A estrada serpenteada da Serra do Marão foi conduzida durante décadas e décadas por Transmontanos e visitantes. Já nessa altura se registavam muitos acidentes que assinalavam o seu lado negro e violento. Aqui e ali, imensas filas de carros a aguardar, entre ravinas, a chegada dos bombeiros para desobstruir a estrada. O som das ambulâncias ecoava no silêncio sepulcral. Sabíamos o perigo daquela estrada e em alguns lugares era assustadoramente evidente. Encostas inteiras, muitas vezes fustigadas pelo fogo, permaneciam inalteradas anos e anos. A insegurança era vivida com preocupação pelos adultos, mas sempre desvalorizada pelas crianças.
Os momentos de descanso interrompiam a exaustão da viagem. Recordo com saudade, as merendas à sombra do arvoredo, os piqueniques nas fontes naturais, a excelente água da Serra, a família reunida nas longas horas de viagem entre Mirandela e o Porto e no caminho de regresso. O dia de viagem começava bem cedo. A minha Avó Alaíde preparava os “tupperwares” dos bolos de bacalhau, os rissóis e os panados, acompanhados com o pão da D. Inês, as laranjadas tang em arcas frigorificas coloridas coincidiam com a frescura dos dias. Em agosto, depois da noite dos Bombos, partíamos habitualmente para o mês de férias nas Caxinas. A carrinha Toyota Hiace transportava-nos bem repleta, até ao destino final. No Marão repetiam-se as curvas contracurvas, solavancos e demoras sucessivas, pela passagem de um camião maior.

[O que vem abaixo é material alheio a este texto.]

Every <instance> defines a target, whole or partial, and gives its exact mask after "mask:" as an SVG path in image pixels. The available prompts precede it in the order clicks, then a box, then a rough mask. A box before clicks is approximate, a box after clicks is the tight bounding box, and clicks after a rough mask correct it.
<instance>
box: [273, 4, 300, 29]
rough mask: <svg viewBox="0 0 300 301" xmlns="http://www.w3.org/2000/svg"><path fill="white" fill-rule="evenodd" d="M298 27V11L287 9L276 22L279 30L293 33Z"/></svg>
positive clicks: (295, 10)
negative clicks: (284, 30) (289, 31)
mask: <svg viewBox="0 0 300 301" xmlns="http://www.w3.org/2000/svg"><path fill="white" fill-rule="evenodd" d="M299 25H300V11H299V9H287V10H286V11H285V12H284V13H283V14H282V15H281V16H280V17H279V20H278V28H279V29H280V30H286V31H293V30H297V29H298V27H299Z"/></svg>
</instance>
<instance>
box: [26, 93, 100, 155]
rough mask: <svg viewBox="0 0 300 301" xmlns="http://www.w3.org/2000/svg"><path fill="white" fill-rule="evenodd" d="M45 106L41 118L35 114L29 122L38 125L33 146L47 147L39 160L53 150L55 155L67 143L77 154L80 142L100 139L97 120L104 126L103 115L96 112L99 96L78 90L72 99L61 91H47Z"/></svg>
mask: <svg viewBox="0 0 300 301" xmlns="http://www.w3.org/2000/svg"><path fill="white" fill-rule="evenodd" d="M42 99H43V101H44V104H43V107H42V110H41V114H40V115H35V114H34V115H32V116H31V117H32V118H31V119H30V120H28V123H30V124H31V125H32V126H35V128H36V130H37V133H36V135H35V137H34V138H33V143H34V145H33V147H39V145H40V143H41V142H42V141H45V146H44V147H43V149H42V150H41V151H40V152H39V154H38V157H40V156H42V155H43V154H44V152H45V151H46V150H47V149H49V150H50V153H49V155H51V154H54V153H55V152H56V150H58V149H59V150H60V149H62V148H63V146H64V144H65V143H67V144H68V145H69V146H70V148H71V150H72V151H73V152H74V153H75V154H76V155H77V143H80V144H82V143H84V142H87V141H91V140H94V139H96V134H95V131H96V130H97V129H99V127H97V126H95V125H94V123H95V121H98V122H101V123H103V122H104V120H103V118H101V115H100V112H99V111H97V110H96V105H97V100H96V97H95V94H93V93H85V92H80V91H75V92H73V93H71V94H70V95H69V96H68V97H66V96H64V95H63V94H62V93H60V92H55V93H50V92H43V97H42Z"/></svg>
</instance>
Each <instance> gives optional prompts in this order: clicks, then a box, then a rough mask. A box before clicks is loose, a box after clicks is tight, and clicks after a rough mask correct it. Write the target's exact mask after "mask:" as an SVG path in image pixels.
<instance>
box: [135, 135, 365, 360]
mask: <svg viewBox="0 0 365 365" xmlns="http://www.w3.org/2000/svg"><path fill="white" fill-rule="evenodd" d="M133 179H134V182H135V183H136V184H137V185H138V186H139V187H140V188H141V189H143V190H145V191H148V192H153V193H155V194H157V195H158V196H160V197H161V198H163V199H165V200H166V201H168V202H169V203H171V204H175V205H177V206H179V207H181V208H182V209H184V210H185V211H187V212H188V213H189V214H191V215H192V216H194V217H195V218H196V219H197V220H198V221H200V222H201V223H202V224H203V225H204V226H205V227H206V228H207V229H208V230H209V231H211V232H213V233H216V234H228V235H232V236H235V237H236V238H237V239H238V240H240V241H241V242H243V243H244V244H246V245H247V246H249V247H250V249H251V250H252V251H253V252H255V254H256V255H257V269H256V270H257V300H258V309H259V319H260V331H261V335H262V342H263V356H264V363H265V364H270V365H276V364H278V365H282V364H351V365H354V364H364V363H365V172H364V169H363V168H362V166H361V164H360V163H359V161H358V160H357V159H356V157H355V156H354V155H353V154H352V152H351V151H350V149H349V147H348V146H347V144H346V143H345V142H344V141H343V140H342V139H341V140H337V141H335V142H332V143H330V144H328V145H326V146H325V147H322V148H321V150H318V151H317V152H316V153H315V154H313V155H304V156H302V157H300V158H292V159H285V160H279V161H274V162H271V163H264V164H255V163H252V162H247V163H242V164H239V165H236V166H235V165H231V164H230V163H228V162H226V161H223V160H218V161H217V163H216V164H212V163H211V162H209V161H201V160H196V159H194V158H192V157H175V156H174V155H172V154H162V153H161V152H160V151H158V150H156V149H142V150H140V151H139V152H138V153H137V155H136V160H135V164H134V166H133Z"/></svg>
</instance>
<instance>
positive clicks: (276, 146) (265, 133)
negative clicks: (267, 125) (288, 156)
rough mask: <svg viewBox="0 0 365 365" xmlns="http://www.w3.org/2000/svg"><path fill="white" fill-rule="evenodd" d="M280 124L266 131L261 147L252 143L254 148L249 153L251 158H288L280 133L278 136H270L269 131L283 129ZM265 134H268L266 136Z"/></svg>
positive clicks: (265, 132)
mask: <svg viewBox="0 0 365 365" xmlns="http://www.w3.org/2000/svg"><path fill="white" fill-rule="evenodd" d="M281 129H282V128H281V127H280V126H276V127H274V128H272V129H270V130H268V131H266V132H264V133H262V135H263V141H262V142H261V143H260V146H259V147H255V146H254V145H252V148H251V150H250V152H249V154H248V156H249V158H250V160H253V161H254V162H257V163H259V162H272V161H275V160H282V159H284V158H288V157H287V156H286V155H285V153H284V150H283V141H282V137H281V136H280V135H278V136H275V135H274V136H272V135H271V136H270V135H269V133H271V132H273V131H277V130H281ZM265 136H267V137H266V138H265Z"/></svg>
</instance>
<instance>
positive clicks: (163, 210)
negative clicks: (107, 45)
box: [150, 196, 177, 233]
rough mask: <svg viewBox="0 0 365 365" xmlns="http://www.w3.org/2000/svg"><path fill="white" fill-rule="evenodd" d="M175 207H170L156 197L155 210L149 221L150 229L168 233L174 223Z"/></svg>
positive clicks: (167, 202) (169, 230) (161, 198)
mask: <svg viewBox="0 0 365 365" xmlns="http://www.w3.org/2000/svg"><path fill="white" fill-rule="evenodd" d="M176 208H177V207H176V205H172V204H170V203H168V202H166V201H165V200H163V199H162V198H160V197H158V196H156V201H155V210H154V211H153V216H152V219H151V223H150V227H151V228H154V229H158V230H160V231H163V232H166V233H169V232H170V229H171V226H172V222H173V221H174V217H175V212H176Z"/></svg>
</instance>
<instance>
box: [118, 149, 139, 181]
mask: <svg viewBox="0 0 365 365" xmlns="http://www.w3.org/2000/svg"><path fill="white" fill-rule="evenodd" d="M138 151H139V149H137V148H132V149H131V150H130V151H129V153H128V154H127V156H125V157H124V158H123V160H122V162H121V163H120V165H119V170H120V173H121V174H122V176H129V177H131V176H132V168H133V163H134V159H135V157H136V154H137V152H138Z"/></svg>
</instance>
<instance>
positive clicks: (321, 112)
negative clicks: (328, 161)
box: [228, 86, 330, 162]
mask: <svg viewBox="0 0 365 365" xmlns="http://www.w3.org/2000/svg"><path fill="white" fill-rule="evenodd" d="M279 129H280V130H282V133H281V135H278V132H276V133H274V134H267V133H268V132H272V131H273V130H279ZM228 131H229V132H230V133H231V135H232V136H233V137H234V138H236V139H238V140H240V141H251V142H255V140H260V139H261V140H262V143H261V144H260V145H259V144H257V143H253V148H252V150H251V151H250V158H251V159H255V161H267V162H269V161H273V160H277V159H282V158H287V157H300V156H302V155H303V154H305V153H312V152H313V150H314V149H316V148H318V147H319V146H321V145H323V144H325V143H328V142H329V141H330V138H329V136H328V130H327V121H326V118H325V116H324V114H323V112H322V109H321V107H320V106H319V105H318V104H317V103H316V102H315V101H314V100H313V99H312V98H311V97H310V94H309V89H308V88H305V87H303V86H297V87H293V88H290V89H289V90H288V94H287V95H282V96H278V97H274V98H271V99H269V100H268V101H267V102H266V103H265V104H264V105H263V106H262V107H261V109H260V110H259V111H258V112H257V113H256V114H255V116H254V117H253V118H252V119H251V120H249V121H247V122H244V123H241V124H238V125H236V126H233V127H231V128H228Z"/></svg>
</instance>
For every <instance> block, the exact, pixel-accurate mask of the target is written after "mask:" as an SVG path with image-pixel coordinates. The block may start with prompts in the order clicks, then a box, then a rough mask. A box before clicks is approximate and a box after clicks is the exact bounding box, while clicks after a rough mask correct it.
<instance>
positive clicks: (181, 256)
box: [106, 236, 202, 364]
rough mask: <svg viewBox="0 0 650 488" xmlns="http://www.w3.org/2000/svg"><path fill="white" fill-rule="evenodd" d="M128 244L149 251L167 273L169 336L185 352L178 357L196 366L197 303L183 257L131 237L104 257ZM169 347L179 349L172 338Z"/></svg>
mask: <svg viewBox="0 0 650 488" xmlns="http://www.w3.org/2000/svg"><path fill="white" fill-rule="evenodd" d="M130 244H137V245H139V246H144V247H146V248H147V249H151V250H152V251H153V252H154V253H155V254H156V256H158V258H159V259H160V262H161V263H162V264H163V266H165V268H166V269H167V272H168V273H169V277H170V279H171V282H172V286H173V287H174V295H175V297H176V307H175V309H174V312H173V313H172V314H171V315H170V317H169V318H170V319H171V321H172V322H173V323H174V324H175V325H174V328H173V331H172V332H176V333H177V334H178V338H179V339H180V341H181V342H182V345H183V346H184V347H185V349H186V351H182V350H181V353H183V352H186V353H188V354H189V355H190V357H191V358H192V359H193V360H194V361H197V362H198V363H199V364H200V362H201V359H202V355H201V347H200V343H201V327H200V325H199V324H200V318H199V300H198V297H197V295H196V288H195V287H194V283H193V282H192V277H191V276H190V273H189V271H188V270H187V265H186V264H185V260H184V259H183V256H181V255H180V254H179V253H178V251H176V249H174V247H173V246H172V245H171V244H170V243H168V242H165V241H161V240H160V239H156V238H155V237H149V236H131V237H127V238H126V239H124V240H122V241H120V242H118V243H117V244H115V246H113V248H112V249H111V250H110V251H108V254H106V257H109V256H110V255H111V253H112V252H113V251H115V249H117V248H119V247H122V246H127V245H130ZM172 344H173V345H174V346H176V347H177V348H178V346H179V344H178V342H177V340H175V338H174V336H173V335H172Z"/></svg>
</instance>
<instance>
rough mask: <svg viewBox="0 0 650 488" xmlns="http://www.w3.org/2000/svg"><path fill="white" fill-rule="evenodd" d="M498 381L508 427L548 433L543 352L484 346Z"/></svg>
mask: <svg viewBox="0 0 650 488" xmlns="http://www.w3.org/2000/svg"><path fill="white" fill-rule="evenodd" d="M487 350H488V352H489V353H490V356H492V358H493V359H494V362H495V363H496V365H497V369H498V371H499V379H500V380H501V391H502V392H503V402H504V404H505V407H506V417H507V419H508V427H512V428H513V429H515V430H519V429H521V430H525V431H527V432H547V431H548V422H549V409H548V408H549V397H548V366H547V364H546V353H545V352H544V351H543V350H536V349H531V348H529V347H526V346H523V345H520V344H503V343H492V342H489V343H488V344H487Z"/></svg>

O Marão sempre caraterizou as nossas gentes e o nosso território. Como Miguel Torga bem apreciou em um Reino Maravilhoso: “Vê-se primeiro um mar de pedras. Vagas e vagas sideradas, hirtas e hostis, contidas na sua força desmedida pela mão inexorável dum Deus criador e dominador. Tudo parado e mudo. Apenas se move e se faz ouvir o coração no peito, inquieto, a anunciar o começo duma grande hora. De repente rasga a espessura desembainhada: - Para cá do Marão, mandam os que cá estão!.... Sente-se um calafrio. A vista alarga-se de ânsia e de assombro. Que penedo falou? Que terror respeitoso se apodera de nós?”

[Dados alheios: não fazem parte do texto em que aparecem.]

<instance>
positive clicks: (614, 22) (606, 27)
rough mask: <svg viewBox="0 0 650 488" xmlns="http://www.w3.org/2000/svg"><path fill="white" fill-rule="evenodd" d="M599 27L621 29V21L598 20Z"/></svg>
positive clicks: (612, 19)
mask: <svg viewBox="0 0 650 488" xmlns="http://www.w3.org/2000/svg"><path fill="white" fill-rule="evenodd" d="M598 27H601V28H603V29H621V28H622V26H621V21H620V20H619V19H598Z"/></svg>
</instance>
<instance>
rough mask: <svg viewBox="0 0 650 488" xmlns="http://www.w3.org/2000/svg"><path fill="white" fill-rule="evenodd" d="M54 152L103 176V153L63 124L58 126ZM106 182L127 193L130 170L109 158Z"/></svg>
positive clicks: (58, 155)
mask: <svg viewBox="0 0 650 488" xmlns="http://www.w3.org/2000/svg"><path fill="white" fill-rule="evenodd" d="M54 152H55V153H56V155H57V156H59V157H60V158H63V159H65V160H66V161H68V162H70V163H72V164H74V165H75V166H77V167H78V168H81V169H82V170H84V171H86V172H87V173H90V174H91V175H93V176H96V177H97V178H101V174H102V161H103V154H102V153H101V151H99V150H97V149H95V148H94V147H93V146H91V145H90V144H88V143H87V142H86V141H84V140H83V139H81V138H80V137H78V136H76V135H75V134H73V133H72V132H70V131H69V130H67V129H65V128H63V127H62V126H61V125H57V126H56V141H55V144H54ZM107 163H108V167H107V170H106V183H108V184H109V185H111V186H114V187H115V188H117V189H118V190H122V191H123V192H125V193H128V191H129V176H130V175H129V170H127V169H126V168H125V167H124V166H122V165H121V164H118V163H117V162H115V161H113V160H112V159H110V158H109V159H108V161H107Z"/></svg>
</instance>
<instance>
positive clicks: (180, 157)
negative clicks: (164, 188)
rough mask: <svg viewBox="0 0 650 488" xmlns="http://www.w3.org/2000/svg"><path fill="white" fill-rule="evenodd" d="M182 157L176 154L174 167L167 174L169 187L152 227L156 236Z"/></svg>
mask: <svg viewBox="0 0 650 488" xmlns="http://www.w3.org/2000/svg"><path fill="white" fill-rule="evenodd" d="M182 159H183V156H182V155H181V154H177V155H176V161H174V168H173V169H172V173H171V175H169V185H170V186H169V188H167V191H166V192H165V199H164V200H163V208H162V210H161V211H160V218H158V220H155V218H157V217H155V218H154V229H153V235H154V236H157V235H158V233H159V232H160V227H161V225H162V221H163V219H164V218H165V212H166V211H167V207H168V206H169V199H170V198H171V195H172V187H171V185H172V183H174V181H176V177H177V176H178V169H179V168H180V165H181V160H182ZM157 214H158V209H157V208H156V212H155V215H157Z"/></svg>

Da Serra, memórias permanecerão inalteradas em todos os Transmontanos. Umas boas, outras assustadoramente más. Muitos anos passaram e, finalmente, estamos a dias de inaugurar o Túnel do Marão. Um sonho concretizado, uma mais-valia óbvia para todos – e são muitos, que “passam o Marão”. Um investimento que terá o óbvio retorno para o desenvolvimento socioeconómico do interior, fundamental para a coesão territorial.
Ainda a este propósito, recentemente, um amigo do Minho abordando o custo excessivo pela paragem da obra, garantia que o túnel não era necessário, porque não havia pessoas. Dizia ele que “Era um investimento avultado, para ficar às moscas”. Fiquei surpreendida pela ignorância. Defendia, como contraponto e com unhas e dentes, uma fábrica de pneus da Continental Mabor, em Vila Nova de Famalicão que estava sem acessos e onde trabalhavam 3.000 pessoas. Havia que estabelecer prioridades, dizia o Senhor. Expliquei-lhe depois a necessidade do Túnel e o potencial de crescimento regional que poderá catapultar. Das memórias da Serra ficará o eterno horizonte e o silêncio sepulcral. O pior e o melhor dos Mundos no mesmo Marão. Felizmente, a serra das memórias manter-se-á viva.